Oggi la mia riflessione inizia rileggendo lo sfogo di un amico, Piero Romano, produttore di olio extra vergine di oliva a Strongoli, Crotone. L’ho conosciuto così, leggendo le sue parole in una mail che ormai tempo fa mi aveva inviato.
“Ciao cara Cinzia, come stai? Sai, quando ho iniziato a percorrere la strada dell’olio d’oliva ho voluto puntare sulla qualità, convinto che, chi lavora bene, col tempo venga riconosciuto. Non avevo però ahimè considerato un dio maggiore che regna supremo anche nel mondo dell’alimentazione. Parlo del Dio Denaro, sovrano incontrastato, che, col suo potere, relega la qualità umiliandola in un angolo! Ma non solo, la meraviglia più grande è stata la delusione della ristorazione medio alta che, nonostante si spacci per paladina della qualità, finisca per adottare scelte olistiche assai discutibili.”
Parole di un produttore messo in ginocchio come tanti a causa di un mercato fatto di prodotti di dubbia provenienza e qualità, che la poca cultura degli oli, terreno fertile nelle scelte deviate del consumatore, influenza negativamente.
In aggiunta, la crisi che viviamo è complice di scelte non ragionate, spesso esclusivamente dettate da prezzi ridicoli che non trovano assoluta corrispondenza nei costi reali di produzione.
Il triste quadro è completato da una parte della ristorazione, che, nonostante si elegge promotrice della qualità, utilizza dietro le quinte, e non solo, prodotti mediocri.
Parole tritate e ritritate, riproposte da chi come me, ama e vive il mondo delle produzioni, e che, avendo modo di ascoltare i disagi dei produttori, ha a cuore la loro sorte.
Da consumatrice, da appassionata, e da comunicatrice del territorio, esprimo ancora una vota il mio pensiero, nella speranza che prima o poi, queste parole non siano solo parole al vento.
Ripropongo qui di seguito il mio intervento nell’ultima edizione di Olio Officina, durante il quale ho espresso delle richieste ben precise che aiutino i consumatori verso una scelta più informata degli olii d’oliva:
- Ai Comunicatori chiedo più semplicità nelle parole. Insisto spesso su questo concetto perché ciò che è veramente importante è fare buona cultura della terra con parole semplici, per arrivare alla gente. I consumatori chiamano ancora l’olio d’oliva di qualità, “l’olio buono”. Il termine ‘olio evo’ ormai in voga, ai più è ancora ignoto (evo: extra vergine d’oliva).
- Agli Olivicoltori chiedo di organizzare più eventi degustativi per raccontare alle persone i propri olii. Come diceva Luigi Veronelli: “L’olio come il vino. L’ulivo come la vite.” Oltre a “Cantine aperte” perché non fare “Oleifici aperti”.

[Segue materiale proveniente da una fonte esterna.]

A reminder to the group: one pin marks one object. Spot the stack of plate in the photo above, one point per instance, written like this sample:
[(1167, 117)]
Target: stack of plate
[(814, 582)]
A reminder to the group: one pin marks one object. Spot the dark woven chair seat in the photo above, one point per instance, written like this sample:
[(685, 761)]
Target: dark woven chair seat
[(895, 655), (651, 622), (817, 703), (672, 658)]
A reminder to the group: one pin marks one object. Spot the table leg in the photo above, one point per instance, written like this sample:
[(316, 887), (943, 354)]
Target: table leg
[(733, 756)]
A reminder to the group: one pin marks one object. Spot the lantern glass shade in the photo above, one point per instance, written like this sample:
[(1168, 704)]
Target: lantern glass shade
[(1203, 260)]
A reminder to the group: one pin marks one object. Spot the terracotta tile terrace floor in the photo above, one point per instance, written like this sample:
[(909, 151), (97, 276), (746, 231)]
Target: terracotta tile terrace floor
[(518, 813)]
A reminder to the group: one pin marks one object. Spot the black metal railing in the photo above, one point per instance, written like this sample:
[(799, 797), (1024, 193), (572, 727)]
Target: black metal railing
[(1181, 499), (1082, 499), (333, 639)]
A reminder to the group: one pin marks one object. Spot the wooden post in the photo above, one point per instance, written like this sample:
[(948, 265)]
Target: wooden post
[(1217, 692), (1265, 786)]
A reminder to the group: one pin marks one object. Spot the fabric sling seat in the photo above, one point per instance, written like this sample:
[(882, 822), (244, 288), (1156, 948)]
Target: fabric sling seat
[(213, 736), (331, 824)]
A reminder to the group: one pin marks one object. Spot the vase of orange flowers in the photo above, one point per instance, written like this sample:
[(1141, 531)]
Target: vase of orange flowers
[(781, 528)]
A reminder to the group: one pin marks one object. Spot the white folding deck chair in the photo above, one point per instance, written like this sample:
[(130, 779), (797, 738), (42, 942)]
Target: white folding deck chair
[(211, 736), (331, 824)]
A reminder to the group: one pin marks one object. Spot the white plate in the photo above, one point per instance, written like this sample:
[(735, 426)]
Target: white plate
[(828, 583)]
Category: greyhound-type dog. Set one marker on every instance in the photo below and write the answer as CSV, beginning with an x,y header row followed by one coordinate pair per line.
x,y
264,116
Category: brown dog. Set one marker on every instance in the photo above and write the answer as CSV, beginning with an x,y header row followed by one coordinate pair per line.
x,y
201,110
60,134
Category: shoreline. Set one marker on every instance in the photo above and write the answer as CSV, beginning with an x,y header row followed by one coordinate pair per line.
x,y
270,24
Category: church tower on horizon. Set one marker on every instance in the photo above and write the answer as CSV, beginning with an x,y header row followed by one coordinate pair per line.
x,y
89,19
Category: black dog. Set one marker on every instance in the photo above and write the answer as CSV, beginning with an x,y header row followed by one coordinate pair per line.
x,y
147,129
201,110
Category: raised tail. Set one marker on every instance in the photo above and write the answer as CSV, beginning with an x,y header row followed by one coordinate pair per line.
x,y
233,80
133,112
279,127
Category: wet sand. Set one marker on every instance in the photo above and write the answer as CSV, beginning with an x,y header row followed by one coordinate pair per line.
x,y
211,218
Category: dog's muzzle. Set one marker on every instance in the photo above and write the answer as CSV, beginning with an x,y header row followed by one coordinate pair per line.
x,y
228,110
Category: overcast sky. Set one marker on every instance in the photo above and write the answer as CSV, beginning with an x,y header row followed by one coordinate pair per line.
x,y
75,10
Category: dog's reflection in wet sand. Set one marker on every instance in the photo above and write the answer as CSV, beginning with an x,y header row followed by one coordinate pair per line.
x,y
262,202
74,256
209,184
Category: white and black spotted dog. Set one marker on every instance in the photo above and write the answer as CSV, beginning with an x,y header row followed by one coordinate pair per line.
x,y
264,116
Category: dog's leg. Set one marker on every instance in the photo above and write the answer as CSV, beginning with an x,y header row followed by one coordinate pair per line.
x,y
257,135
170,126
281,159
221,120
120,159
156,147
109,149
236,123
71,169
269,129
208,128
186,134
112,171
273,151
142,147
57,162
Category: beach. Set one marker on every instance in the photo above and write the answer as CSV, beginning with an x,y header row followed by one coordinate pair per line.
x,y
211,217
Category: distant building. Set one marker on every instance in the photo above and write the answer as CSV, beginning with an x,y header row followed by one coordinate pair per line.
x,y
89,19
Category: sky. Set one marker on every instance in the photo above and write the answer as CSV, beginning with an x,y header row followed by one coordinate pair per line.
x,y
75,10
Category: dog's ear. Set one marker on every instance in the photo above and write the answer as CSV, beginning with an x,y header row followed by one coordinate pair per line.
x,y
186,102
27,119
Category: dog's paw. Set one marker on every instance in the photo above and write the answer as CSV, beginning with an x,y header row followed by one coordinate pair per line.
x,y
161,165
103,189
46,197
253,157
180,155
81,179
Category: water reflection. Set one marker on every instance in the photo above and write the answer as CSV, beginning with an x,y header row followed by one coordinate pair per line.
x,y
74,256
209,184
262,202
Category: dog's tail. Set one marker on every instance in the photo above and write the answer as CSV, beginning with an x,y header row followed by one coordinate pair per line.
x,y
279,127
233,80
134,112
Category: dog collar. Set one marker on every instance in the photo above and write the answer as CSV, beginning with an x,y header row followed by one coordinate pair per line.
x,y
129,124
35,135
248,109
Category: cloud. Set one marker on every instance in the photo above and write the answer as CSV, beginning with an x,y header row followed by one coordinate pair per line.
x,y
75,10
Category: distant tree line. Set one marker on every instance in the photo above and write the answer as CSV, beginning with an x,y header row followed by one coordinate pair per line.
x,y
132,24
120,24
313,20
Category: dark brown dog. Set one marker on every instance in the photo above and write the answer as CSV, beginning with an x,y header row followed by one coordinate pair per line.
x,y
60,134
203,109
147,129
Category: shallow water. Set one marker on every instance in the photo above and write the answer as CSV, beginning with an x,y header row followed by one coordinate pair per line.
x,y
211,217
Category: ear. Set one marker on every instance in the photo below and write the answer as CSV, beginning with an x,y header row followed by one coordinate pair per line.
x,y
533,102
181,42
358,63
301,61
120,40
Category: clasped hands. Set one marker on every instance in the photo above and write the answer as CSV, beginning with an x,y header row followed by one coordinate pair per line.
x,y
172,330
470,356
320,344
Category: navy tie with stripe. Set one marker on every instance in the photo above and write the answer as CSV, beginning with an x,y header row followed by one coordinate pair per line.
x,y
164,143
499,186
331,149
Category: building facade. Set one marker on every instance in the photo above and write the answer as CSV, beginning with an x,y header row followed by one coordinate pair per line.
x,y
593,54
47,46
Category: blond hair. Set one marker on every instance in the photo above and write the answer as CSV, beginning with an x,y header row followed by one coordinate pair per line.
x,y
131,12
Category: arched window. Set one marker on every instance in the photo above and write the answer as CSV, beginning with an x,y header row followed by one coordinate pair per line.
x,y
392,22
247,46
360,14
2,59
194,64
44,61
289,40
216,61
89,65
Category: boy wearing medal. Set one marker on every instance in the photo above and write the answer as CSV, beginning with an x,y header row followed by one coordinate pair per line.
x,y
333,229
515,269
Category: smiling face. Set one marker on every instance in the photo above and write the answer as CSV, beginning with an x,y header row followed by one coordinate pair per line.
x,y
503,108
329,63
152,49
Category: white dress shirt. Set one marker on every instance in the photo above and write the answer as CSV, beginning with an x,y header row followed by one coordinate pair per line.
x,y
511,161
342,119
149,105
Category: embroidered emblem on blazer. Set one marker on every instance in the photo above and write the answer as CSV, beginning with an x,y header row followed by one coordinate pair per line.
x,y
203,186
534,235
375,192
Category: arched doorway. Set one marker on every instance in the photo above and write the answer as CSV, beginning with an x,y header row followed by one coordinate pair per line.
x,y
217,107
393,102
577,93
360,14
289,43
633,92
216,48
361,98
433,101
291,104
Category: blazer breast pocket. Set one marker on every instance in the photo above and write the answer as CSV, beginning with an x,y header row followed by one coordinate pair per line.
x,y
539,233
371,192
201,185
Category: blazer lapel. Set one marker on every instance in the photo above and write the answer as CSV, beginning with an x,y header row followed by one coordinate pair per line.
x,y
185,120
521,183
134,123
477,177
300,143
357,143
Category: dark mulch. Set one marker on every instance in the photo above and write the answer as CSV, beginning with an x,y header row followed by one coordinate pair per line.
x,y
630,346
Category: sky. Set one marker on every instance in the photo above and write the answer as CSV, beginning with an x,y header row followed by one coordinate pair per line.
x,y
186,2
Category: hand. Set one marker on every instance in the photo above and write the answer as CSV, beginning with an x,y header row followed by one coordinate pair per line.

- Alle Enoteche chiedo di creare un angolo per una “oleoteca” che permetta la degustazione degli olii.
- Ai Ristoratori chiedo di raccontare gli olii d’oliva che vengono portati a tavola esattamente come si fa per il vino, basta chiedere alle aziende produttrici delle schede tecniche, o meglio ancora, formare gli addetti in sala con corsi per assaggiatore d’olio. In aggiunta, vorrei vedere sui tavoli, come già avviene per i vini, delle “carte degli olii d’oliva del territorio” con pillole informative che presentino brevemente le caratteristiche delle varietà. Un’altra cosa che mi piacerebbe vedermi proporre al ristorante, è una piccola bottiglia d’olio d’oliva del territorio, che “userei durante il pasto, pagherei nel conto a prezzo promozionale, e che mi porterei a casa.”
- Ma chiedo qualcosa anche ai Consumatori. Di essere più curiosi nel provare gli olii d’oliva, ne abbiamo talmente tante varietà. Nonostante le nostre 530 cultivar Italiane e più, chiamiamo ancora l’olio d’oliva al singolare. Nel dubbio casomai, conviene orientarsi verso le DOP. Altro consiglio, quando siete in vacanza approfittate per fare visita ad una realtà agricola locale. Oltre che a vivere un’esperienza unica, sarete molto più consapevoli sui prodotti che consumerete.
Concludo ricordando che, due cucchiai di olio extra vergine di oliva al giorno, sono un efficace presidio medico per contrastare le malattie cardiovascolari.